Jquery random position to multiple divs

Question

that is my code http://jsfiddle.net/BREvn/2/ (it works) but i want everyone div to be with unique position coordinates. Now script get the first and others move to him place. How can be possible to fix this problem? I tryed a .each function but there wasn't any results. I think this will be easy but i'm to too good in jquery/javascript.

$('#latestblock').animate({
  top: newY,
  left: newX
}, 500, function() { });

I think here must be in loop but dont know how to do it.

Answer 1

Something like this?

http://jsfiddle.net/BREvn/5/

I renamed the id to a class and created an infinite loop. Also send the object into the moveRandom function 'moveRandom(obj)' and after de animation finishes, recall the moveRandom function with itself.

$('.latestblock').each(function() {
    moveRandom($(this));
});

Answer 2

Here is the updated and working version: http://jsfiddle.net/BREvn/4/

An ID must be unique, you cannot have 3 elements with the same id='latestblock'

I also called the function three times and made sure the function was using that parameter passed in.

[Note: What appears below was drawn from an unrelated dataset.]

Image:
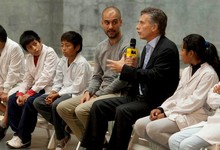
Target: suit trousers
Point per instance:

moveRandom('#latestblock1');
moveRandom('#latestblock2');
moveRandom('#latestblock3');

Answer 3

You can't give the same id to more than one element.

You could use a class

<div id='container'>
  <div class='latestblock'></div>
  <div class='latestblock'></div>
  <div class='latestblock'></div>
</div>

and then use each to animate all elements :

$('.latestblock').each(function(){ // <= iterates on all blocks
   moveRandom($(this)); // <= pass the block to the moveRandom function
});

Complete demo